Software has been moving to the cloud for its more agile operating environment. It has also allowed people to access things from anywhere, which is relevant in our current work-from-home environment. This trend has been in place for 10 to 15 years, but it is accelerating out of necessity right now.

Trollope described Five9 as providing the platform clients need to connect and engage with their customers. Their software aims to replace legacy PBX phone systems, which many will be familiar with as the “push 1 for this, push 2 for that” when you call someone for service. 

Trollope believes most people do not like the customer service they typically receive and that they expect the worst when calling contact centers.

There are 16 million people employed worldwide in contact centers, with $24 billion spent annually on legacy technology that no one likes. Adding in labor costs, close to $0.25 trillion is spent on this bad customer experience every year.
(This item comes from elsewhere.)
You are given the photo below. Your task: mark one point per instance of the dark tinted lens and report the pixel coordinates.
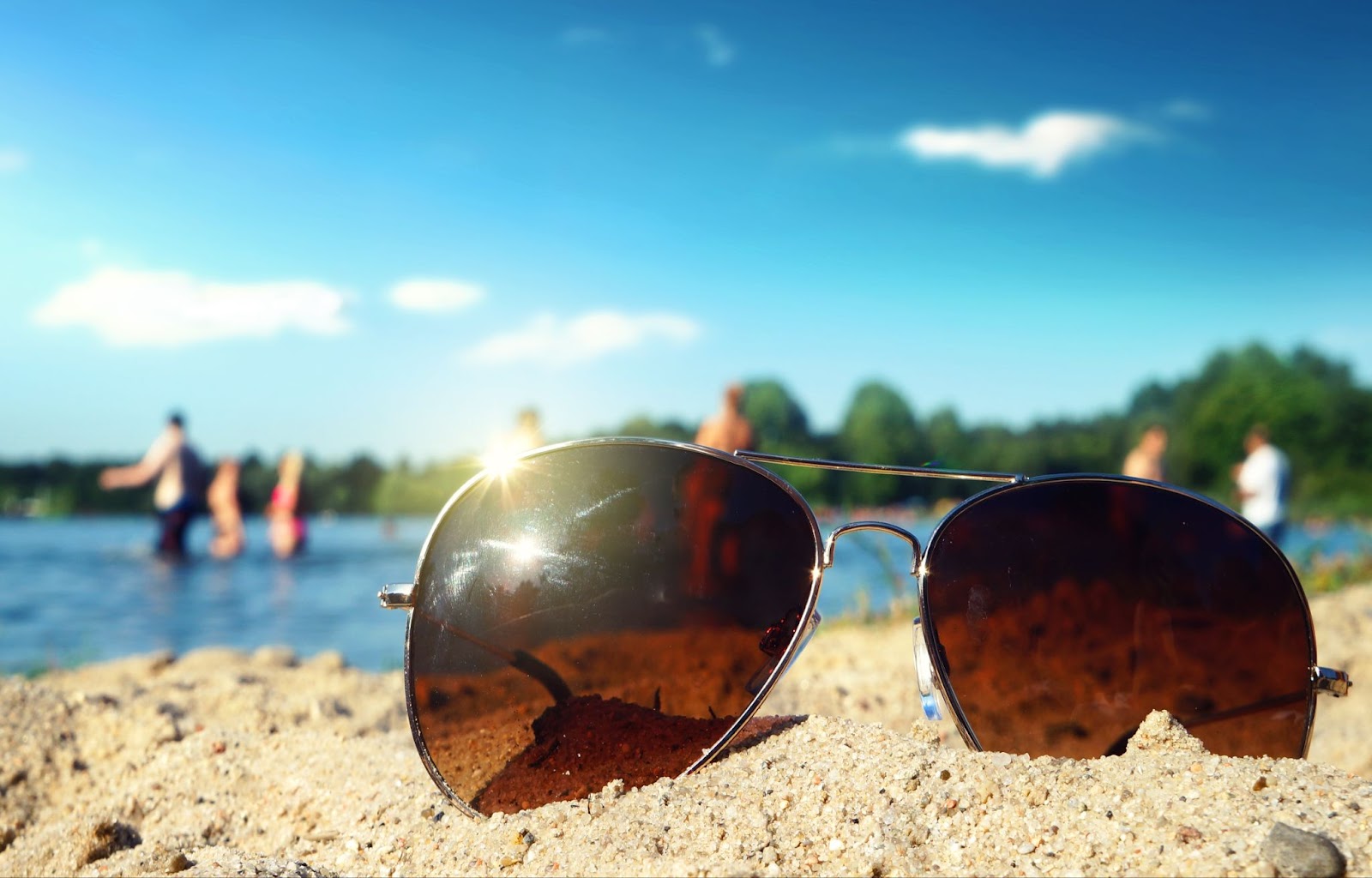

Adding Google AI services on top, Five9 helps companies leverage their incoming call center data to be more efficient in terms of labor expenditure as well.

“Home-shoring” has been happening in call centers for a while, but within two weeks of the pandemic hitting, 100% of people using Five9 software were working from home—and they may never go back. 

Trollope’s largest client, with 5,000 customer service agents, plans to keep 80% of their workforce working from home. Trollope sees this improving the overall call center experience, with turnover likely going down, as agents are happier working from home.

Rule of 40, a Measure of Efficient Growth

The Rule of 40 adds revenue growth to a free cash flow or enterprise margin. Five9 achieves a nice balance between profitability and growth, with growth rates in the high 20s while also delivering healthy profits.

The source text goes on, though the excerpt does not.